Research Article

Cervical smear histories of 500 women with invasive cervical cancer in Yorkshire.

Br Med J (Clin Res Ed) 1984; 289 doi: https://doi.org/10.1136/bmj.289.6449.896 (Published 06 October 1984) Cite this as: Br Med J (Clin Res Ed) 1984;289:896
  1. M E Paterson,
  2. K R Peel,
  3. C A Joslin

    Abstract

    The smear histories of 312 women with cancer of the cervix have been determined. Eighty nine women had had at least one negative smear reported in the 10 years before a diagnosis of cancer and 14 had had more than one negative smear. Fifty six of the 89 women had had a negative smear in the three years preceding the diagnosis of cancer.
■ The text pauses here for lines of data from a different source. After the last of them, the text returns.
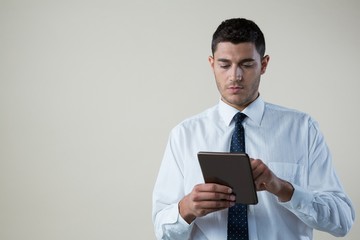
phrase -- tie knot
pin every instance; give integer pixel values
(239, 117)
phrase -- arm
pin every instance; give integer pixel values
(322, 203)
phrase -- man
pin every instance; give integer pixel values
(298, 189)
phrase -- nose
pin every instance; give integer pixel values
(236, 74)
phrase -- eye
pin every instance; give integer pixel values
(224, 66)
(248, 64)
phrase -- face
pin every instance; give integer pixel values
(237, 69)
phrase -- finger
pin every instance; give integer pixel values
(213, 187)
(205, 207)
(212, 196)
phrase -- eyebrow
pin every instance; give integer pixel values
(242, 61)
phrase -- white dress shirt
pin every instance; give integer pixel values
(288, 141)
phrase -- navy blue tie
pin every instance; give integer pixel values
(237, 219)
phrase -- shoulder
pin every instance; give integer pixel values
(278, 112)
(200, 120)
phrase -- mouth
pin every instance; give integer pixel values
(235, 89)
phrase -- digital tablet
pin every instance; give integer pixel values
(232, 170)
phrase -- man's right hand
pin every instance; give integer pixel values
(204, 199)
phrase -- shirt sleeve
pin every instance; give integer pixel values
(168, 192)
(322, 204)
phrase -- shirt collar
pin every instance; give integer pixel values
(254, 111)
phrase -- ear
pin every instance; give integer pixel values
(211, 61)
(264, 62)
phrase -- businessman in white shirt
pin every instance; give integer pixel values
(298, 189)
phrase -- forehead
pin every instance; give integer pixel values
(236, 52)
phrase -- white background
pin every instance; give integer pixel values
(89, 91)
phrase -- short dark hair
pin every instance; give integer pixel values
(239, 30)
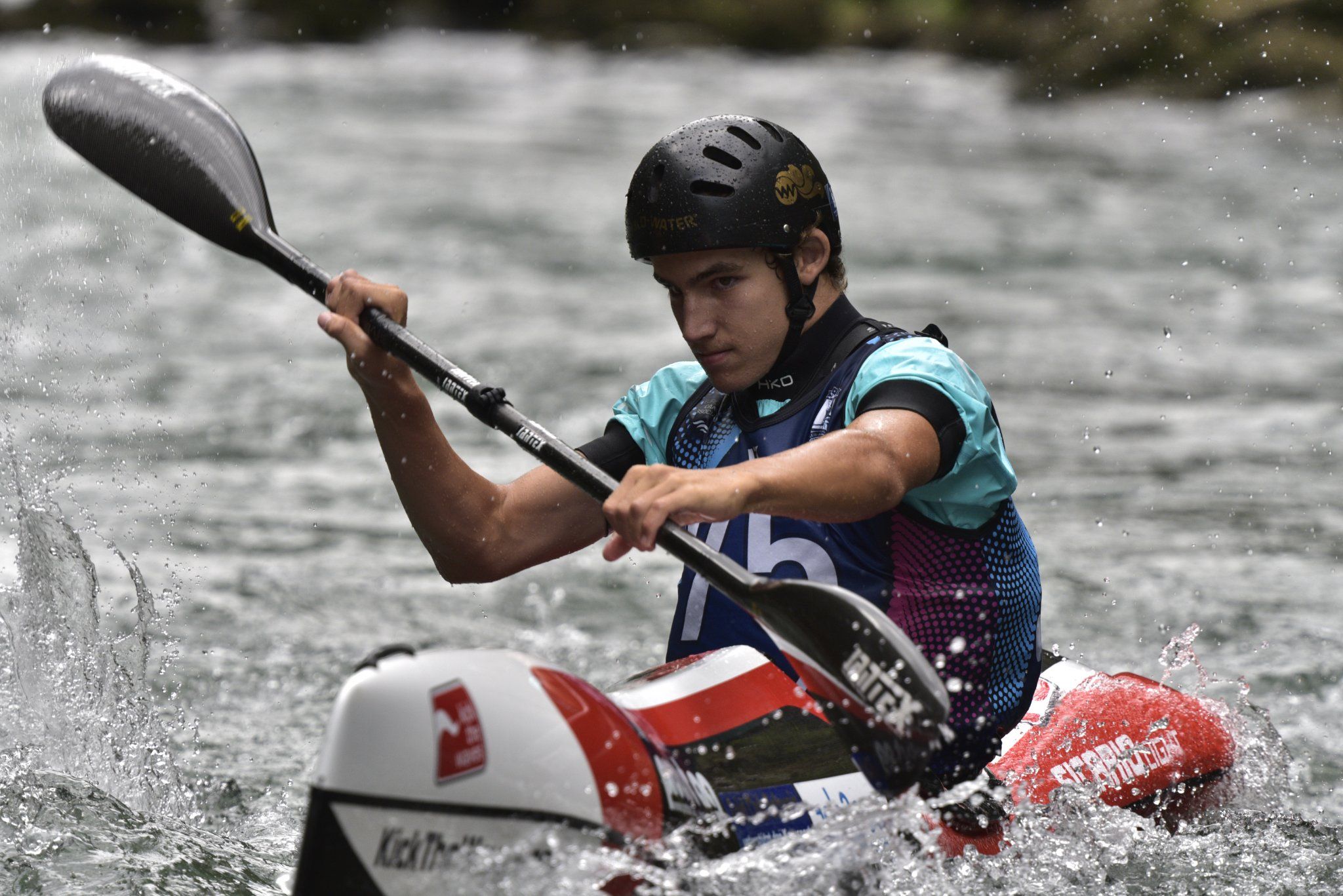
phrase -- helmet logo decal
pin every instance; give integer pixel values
(794, 182)
(458, 737)
(684, 222)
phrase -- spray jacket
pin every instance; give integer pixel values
(953, 564)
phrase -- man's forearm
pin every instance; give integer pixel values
(452, 507)
(838, 478)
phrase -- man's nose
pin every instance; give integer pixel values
(697, 321)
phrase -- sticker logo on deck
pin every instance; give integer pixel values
(457, 732)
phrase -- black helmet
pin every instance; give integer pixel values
(729, 182)
(732, 182)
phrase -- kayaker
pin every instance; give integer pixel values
(805, 440)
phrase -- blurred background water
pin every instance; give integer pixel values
(1150, 289)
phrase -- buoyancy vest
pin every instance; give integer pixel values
(969, 598)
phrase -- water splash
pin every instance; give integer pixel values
(1178, 653)
(77, 695)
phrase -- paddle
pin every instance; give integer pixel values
(178, 149)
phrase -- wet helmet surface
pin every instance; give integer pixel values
(729, 182)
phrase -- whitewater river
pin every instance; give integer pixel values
(1150, 289)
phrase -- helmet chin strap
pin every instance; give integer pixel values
(801, 307)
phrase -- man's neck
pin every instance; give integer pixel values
(792, 375)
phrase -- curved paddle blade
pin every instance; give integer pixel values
(887, 701)
(165, 142)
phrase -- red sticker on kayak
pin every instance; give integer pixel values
(457, 732)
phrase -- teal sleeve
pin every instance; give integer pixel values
(649, 410)
(982, 477)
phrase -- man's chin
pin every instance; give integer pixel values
(725, 382)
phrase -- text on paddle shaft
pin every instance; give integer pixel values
(458, 383)
(888, 700)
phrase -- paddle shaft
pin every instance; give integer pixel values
(487, 404)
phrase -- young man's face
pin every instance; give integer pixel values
(730, 305)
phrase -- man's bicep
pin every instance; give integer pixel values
(544, 518)
(908, 438)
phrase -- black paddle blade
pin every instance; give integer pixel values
(165, 142)
(883, 696)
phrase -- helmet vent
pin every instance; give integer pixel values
(744, 136)
(723, 157)
(710, 188)
(654, 187)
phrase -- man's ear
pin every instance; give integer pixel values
(812, 256)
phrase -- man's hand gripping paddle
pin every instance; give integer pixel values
(178, 149)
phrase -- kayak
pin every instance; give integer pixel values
(430, 754)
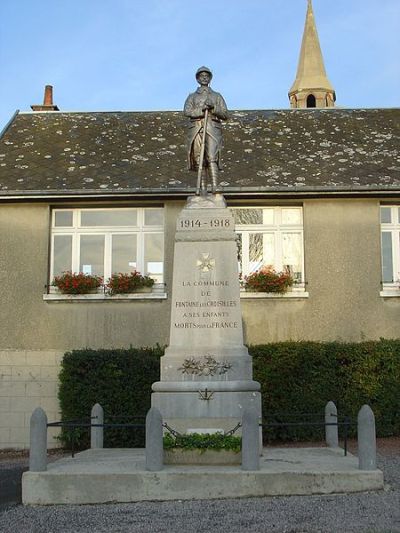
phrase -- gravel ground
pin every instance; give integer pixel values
(368, 512)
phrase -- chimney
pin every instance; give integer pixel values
(47, 101)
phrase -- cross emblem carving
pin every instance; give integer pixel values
(206, 263)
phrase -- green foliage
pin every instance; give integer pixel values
(268, 280)
(120, 283)
(205, 441)
(71, 283)
(119, 380)
(297, 379)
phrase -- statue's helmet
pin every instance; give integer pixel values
(203, 69)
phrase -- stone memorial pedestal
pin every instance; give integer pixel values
(206, 372)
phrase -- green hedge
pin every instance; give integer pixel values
(296, 378)
(119, 380)
(301, 377)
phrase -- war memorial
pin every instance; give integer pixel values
(206, 383)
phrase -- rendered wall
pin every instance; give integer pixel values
(343, 274)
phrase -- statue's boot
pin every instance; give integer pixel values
(213, 171)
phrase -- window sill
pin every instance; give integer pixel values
(390, 293)
(86, 298)
(297, 295)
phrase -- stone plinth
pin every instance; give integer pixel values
(206, 372)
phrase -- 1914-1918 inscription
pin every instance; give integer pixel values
(190, 223)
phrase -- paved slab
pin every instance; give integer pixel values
(119, 475)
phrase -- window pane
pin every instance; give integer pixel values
(386, 215)
(153, 217)
(248, 216)
(268, 216)
(109, 217)
(261, 251)
(62, 254)
(63, 218)
(387, 257)
(124, 253)
(154, 255)
(291, 216)
(92, 254)
(292, 254)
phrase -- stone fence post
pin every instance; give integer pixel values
(331, 432)
(96, 433)
(250, 440)
(154, 441)
(38, 441)
(366, 439)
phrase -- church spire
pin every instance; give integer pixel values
(311, 87)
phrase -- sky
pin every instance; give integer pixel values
(137, 55)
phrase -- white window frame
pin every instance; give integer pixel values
(76, 231)
(392, 288)
(278, 230)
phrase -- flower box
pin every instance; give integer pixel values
(268, 280)
(129, 283)
(72, 283)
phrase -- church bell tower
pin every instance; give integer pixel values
(311, 87)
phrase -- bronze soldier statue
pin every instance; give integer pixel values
(205, 108)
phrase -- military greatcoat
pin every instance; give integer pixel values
(193, 109)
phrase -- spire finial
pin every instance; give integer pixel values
(311, 87)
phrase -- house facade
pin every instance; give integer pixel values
(315, 191)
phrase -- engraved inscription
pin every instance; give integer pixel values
(219, 223)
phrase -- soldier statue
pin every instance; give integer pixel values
(206, 109)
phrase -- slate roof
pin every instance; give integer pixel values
(144, 153)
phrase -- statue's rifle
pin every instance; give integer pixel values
(202, 149)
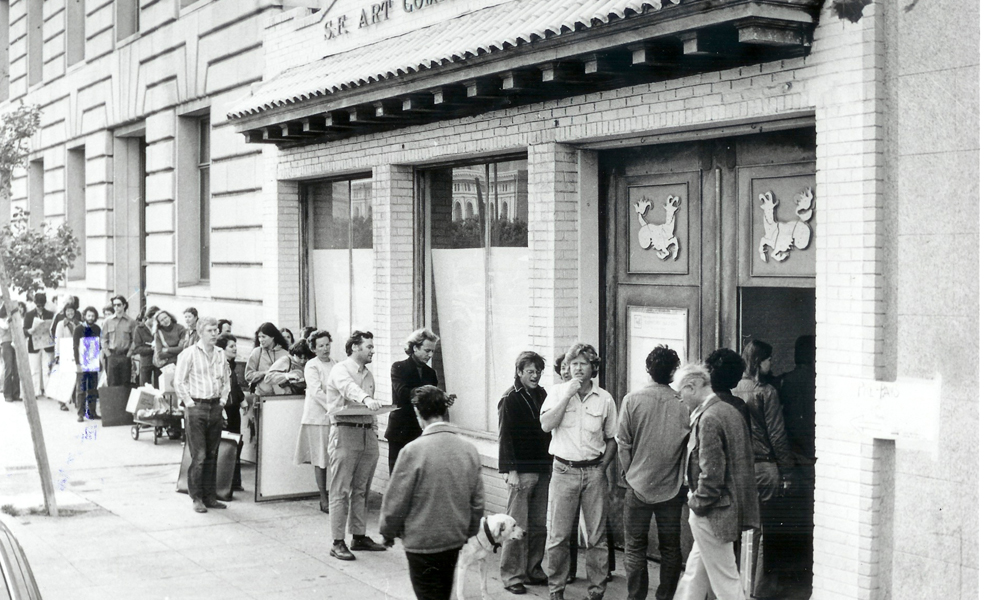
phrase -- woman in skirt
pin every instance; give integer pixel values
(315, 426)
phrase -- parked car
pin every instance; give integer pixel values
(17, 578)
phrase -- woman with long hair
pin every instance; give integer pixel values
(772, 456)
(270, 346)
(169, 337)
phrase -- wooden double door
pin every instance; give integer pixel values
(689, 230)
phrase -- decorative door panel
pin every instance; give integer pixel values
(777, 216)
(658, 237)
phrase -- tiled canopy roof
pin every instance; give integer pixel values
(485, 31)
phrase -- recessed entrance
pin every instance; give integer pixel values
(710, 244)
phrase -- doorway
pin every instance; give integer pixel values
(708, 244)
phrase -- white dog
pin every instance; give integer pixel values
(493, 531)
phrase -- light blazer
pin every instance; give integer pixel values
(403, 426)
(721, 471)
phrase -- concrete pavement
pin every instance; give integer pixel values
(133, 536)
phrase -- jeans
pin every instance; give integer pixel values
(11, 378)
(204, 424)
(86, 393)
(528, 505)
(570, 489)
(352, 455)
(636, 525)
(711, 568)
(432, 574)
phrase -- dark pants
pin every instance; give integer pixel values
(636, 524)
(148, 375)
(204, 425)
(86, 393)
(118, 370)
(433, 574)
(11, 380)
(233, 413)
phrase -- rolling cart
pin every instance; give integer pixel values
(170, 423)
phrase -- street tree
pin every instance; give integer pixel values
(30, 260)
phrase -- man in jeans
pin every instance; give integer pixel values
(352, 449)
(526, 467)
(582, 419)
(203, 381)
(118, 332)
(653, 431)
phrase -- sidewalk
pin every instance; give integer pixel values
(134, 537)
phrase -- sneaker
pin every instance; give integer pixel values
(363, 542)
(340, 551)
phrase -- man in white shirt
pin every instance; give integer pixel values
(582, 419)
(353, 448)
(202, 382)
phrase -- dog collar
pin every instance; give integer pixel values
(489, 535)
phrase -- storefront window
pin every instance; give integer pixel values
(341, 258)
(478, 282)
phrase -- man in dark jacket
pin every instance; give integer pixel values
(723, 499)
(525, 464)
(407, 375)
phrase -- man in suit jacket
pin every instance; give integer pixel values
(723, 499)
(407, 375)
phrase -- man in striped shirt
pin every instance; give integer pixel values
(203, 380)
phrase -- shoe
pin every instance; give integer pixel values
(340, 551)
(363, 542)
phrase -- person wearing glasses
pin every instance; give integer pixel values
(115, 344)
(525, 464)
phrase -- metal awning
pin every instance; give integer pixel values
(508, 53)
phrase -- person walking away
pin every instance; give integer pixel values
(435, 500)
(352, 448)
(203, 378)
(722, 497)
(86, 354)
(525, 463)
(235, 404)
(270, 346)
(115, 344)
(582, 419)
(41, 347)
(11, 376)
(143, 346)
(652, 434)
(315, 425)
(406, 376)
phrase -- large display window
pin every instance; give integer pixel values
(339, 226)
(477, 281)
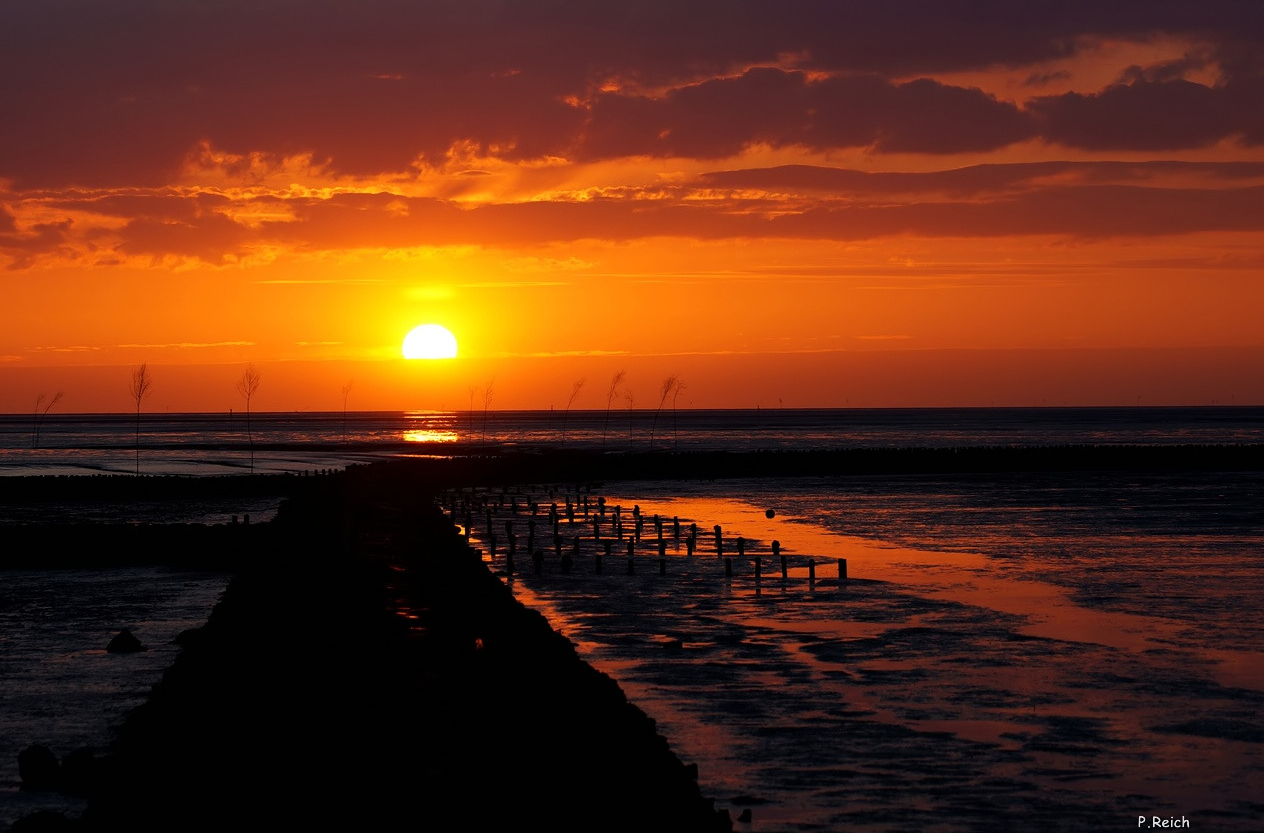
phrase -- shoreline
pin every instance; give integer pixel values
(365, 669)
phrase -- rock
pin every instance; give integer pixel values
(42, 822)
(79, 771)
(38, 767)
(124, 642)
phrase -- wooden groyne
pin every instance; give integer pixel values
(364, 670)
(580, 532)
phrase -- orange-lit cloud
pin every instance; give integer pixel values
(649, 180)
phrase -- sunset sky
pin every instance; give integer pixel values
(786, 204)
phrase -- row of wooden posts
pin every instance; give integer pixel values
(465, 504)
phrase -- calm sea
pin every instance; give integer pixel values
(224, 443)
(1013, 652)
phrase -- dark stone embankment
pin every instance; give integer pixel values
(364, 670)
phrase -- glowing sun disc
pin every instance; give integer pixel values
(430, 341)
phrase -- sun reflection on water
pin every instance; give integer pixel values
(429, 435)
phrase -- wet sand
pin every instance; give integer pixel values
(364, 670)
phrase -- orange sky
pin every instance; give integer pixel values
(852, 204)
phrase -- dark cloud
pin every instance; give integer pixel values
(43, 239)
(119, 94)
(349, 221)
(970, 181)
(1145, 115)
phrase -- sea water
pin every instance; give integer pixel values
(1058, 652)
(200, 444)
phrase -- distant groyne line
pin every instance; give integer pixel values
(455, 464)
(540, 465)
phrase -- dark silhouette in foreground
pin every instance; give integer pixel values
(364, 670)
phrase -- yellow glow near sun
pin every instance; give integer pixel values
(429, 341)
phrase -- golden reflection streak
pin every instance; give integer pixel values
(429, 435)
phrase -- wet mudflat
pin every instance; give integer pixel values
(1052, 675)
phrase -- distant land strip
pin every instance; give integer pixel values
(469, 465)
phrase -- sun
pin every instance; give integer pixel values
(429, 341)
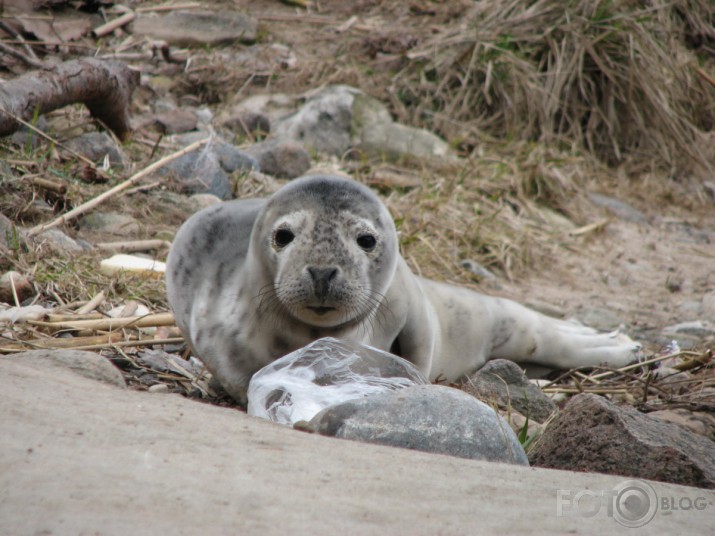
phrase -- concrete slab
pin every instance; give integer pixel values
(82, 457)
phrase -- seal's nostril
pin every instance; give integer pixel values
(321, 279)
(322, 275)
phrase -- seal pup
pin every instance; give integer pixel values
(252, 280)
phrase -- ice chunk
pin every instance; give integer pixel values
(326, 372)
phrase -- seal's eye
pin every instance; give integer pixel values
(283, 237)
(367, 242)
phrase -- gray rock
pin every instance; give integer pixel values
(60, 242)
(341, 118)
(247, 123)
(429, 418)
(281, 158)
(233, 159)
(324, 122)
(324, 373)
(199, 172)
(592, 434)
(690, 310)
(96, 146)
(388, 140)
(191, 28)
(618, 208)
(86, 364)
(503, 382)
(599, 318)
(696, 328)
(477, 269)
(110, 222)
(15, 285)
(176, 121)
(698, 422)
(82, 457)
(201, 201)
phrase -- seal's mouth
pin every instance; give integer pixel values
(320, 311)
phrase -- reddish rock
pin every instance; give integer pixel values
(592, 434)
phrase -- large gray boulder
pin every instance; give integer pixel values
(79, 456)
(430, 418)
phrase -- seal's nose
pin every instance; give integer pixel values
(322, 278)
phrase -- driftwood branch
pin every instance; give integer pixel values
(105, 87)
(84, 207)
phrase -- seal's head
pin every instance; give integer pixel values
(330, 248)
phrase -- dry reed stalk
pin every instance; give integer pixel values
(84, 207)
(108, 324)
(73, 343)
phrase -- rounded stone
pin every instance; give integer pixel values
(429, 418)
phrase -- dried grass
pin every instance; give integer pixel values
(616, 76)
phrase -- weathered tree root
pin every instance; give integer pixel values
(105, 87)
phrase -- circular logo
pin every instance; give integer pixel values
(635, 503)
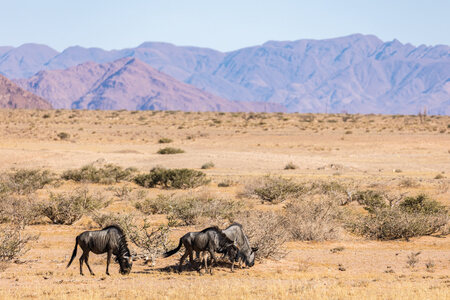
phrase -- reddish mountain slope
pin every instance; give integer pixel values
(12, 96)
(130, 84)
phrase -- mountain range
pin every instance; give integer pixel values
(127, 83)
(12, 96)
(356, 73)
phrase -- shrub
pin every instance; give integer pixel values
(172, 178)
(190, 209)
(13, 243)
(226, 183)
(18, 210)
(273, 189)
(371, 200)
(107, 174)
(165, 140)
(154, 241)
(290, 166)
(63, 135)
(313, 220)
(170, 150)
(439, 176)
(408, 183)
(67, 208)
(422, 204)
(268, 231)
(25, 181)
(394, 223)
(125, 221)
(208, 165)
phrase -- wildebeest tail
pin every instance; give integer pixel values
(74, 253)
(173, 251)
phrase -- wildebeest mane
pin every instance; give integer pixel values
(215, 228)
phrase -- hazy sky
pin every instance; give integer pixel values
(222, 25)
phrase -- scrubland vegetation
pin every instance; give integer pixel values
(339, 214)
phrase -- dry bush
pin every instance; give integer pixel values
(172, 178)
(273, 189)
(290, 166)
(25, 181)
(343, 194)
(313, 219)
(165, 140)
(190, 209)
(370, 200)
(208, 165)
(414, 216)
(422, 204)
(268, 231)
(13, 243)
(18, 210)
(153, 242)
(408, 183)
(63, 135)
(125, 221)
(66, 208)
(106, 174)
(170, 150)
(226, 183)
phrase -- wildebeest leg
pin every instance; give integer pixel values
(232, 265)
(81, 264)
(86, 258)
(182, 260)
(205, 258)
(191, 259)
(213, 260)
(108, 260)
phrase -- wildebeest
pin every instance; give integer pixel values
(211, 239)
(111, 240)
(247, 254)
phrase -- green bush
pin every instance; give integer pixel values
(64, 208)
(170, 150)
(25, 181)
(171, 178)
(107, 174)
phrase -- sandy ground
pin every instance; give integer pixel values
(367, 149)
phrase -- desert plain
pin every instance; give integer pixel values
(403, 154)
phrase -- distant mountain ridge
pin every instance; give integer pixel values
(356, 73)
(127, 83)
(12, 96)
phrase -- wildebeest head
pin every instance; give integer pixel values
(125, 262)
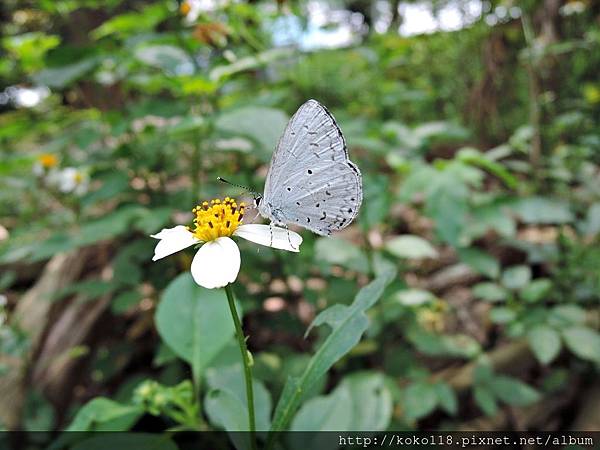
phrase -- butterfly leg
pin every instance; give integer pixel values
(289, 239)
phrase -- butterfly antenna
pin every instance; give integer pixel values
(247, 189)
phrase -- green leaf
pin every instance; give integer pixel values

The highest number of negative smears (61) reported was among the 115 women aged under 45. Fifty eight slides reported as negative were submitted to independent review; 13 were subsequently reported as negative, 11 as unsatisfactory, and 34 as abnormal. These findings may in part explain why in this region there has been a disappointing reduction in the incidence of clinically invasive cervix cancer, and our findings may also apply elsewhere. Nevertheless, the confirmed negative smears chiefly occurred within three years of clinical cancer, particularly in the younger women, and this finding suggests that these women may have a short preinvasive phase.